View the previous Stories shows in these photo albums
3 Things About Stories One (2012) Through Nine (2020)
One. I retired from CSU Chico in 2011 having curated more than 100 shows for the Humanities Center Gallery in Trinity Hall. Artists’ statements? Oh man, I was fully exhausted by coercing artists to put words to their works. I’d seen some good results, but mostly? No.
Two. Since the early 1970s, I’ve been on the mailing lists of New York galleries. Fifty years ago, the invitations were art pieces in themselves. Over time, they’re less wondrous or surprising, but the envelopes full of goodies from the Nancy Hoffman Gallery in Chelsea have always contained not only an artist’s statement but a full-on biographical paragraph rich with specifics. Where had the artist been born? Had they had formal training? When did they first identify as artists? Where do they live now? The concrete details fascinate: Their dog is named after a great aunt from Napoli. They use paint only from a hardware store. In the winters, they ice fish and practice French.
Three. In 2012, my son said something like this to me: “You like artists’ stories. Curate a show, why don’t you, with an accompanying booklet of stories. Give artists the prompts. And let them go from there.” This is what we came up with:
VISUALS: 1. A portrait of self. 2. One artwork. 3. An image from life.
TEXT (300 words): Description, biography, and materials rather than interpretation, artist statement, or curatorial notes. The emphasis is on life—a portrayal of your “story.”

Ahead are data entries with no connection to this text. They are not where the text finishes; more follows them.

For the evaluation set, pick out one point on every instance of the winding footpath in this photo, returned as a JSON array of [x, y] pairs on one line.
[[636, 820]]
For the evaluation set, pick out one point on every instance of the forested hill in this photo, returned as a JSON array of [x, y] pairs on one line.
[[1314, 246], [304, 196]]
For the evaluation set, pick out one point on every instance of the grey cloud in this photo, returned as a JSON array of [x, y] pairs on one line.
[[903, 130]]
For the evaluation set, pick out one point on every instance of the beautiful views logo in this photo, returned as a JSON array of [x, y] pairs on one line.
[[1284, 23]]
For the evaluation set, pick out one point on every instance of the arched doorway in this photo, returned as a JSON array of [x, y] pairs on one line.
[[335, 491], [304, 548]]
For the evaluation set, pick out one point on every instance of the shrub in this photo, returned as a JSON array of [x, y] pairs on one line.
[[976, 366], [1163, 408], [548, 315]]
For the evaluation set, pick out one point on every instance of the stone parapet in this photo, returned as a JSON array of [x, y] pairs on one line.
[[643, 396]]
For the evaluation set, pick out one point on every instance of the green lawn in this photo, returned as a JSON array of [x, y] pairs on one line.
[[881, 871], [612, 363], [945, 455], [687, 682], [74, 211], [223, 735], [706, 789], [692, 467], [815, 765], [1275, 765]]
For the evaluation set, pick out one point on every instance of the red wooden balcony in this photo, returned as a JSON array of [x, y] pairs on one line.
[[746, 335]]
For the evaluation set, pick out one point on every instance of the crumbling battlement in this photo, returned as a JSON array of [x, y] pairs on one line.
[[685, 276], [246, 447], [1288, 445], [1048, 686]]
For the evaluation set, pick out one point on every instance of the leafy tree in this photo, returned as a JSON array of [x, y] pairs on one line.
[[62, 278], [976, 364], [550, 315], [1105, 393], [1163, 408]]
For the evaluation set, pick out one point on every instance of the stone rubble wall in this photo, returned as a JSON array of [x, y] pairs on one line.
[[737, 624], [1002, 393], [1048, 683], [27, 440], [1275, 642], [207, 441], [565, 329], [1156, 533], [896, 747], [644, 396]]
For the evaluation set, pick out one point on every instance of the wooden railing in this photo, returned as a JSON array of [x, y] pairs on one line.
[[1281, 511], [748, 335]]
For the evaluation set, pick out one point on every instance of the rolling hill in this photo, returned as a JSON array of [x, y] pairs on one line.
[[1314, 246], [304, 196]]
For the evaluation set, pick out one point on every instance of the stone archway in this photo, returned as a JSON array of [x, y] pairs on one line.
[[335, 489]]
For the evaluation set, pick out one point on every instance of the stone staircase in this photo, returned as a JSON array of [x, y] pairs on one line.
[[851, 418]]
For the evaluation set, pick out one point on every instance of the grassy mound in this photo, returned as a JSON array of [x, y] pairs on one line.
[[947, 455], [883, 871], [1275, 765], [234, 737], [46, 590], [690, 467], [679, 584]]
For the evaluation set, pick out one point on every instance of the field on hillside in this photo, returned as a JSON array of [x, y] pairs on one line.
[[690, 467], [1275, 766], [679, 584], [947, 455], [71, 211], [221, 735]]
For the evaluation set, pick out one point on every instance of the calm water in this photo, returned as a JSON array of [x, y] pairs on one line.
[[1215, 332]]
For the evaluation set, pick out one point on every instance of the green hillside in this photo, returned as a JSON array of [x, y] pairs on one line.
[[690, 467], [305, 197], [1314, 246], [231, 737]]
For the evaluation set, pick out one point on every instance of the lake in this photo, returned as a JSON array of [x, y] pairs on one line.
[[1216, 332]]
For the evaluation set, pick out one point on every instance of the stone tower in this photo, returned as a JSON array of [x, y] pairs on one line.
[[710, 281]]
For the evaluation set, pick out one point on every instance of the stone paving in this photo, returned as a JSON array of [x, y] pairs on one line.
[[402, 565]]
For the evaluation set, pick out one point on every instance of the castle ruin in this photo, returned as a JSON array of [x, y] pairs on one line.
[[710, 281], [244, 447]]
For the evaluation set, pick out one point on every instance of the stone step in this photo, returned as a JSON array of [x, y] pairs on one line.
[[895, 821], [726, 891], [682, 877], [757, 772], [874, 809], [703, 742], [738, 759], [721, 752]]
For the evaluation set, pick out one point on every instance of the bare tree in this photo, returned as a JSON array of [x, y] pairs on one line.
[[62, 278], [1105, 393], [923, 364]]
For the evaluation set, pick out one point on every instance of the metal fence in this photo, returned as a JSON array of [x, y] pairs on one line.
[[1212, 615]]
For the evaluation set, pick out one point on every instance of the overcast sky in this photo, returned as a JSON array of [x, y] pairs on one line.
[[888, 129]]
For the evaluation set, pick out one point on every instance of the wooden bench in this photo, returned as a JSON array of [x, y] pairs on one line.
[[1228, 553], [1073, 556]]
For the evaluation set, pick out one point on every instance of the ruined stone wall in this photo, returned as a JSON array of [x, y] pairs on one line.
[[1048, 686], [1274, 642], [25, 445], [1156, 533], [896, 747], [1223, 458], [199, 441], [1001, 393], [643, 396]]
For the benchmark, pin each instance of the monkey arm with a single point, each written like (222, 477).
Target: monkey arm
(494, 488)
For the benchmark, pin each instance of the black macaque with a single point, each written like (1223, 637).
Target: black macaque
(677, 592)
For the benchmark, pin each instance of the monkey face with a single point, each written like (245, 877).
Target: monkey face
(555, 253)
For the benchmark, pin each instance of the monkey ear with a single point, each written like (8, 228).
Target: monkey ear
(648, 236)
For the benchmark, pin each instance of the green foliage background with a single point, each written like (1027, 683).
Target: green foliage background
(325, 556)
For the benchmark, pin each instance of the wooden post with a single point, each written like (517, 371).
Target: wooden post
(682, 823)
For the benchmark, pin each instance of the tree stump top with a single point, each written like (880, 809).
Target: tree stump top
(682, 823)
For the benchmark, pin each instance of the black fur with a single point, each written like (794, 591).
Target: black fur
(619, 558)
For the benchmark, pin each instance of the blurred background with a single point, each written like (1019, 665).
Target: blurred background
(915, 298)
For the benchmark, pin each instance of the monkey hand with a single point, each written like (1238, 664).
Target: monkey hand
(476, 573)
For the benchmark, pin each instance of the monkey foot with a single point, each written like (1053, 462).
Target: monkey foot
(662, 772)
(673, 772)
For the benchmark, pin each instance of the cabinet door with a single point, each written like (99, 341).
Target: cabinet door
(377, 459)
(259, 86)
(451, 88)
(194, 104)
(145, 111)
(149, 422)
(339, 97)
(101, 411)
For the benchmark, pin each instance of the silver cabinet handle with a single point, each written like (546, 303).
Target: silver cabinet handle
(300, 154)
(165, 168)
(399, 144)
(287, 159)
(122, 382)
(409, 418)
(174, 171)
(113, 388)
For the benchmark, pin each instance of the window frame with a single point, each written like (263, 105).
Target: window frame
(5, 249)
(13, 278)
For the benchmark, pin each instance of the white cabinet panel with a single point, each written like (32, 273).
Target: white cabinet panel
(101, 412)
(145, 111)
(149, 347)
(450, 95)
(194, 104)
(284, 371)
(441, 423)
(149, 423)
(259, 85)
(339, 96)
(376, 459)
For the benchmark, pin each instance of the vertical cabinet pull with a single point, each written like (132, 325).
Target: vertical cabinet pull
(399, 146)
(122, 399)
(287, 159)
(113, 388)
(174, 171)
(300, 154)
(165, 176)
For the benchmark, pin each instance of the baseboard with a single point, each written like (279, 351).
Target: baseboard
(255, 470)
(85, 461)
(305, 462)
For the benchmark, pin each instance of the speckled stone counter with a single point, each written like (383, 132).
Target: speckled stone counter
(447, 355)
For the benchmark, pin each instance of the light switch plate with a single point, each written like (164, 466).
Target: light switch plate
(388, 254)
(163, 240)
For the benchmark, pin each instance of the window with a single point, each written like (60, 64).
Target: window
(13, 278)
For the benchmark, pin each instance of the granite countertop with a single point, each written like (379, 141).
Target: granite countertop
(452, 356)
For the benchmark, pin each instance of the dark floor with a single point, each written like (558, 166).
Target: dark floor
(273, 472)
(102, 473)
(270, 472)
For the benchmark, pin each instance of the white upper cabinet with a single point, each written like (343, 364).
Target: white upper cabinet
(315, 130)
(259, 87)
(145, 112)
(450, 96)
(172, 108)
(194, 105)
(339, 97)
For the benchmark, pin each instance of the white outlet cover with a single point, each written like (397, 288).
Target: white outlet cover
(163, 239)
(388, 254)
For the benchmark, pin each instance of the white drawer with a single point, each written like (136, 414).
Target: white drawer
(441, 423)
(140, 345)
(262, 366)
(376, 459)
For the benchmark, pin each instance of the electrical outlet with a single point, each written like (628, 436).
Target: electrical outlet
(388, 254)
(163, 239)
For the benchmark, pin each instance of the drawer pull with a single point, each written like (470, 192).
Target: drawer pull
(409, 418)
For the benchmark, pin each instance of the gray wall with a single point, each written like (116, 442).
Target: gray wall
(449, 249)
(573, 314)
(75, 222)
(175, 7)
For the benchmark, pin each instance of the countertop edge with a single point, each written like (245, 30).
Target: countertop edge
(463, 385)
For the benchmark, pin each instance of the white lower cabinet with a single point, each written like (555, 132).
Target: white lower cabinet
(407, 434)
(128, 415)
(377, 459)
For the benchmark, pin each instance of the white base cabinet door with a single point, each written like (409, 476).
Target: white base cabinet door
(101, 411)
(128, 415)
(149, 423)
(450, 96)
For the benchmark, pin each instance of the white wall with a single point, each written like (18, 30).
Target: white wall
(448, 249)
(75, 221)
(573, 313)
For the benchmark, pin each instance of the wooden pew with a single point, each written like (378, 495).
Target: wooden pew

Suggestions: When did you first start making art? When and where was this? What were your first instruments, mediums, subjects?
You could describe the place/city/town you live in now (what you see around you, what it’s like). You could describe your workshop/ studio (focusing on instruments, materials, colors, light, physical space).
You could provide evidence of your daily life. You could provide an inventory. It doesn’t have to be exhaustive. It can be a fragment of the environment you are working in now, something interesting or common, a corner of the room, the things you see around you.
1 Thing About Stories Ten (2021)
One. The Stories series at 1078 Gallery is neatly ending at Ten—sans statements, and now even sans booklets, BUT with a vastly new set of concrete details as its context: two murals, a plant nursery, and a coffee shop. Now that is exciting.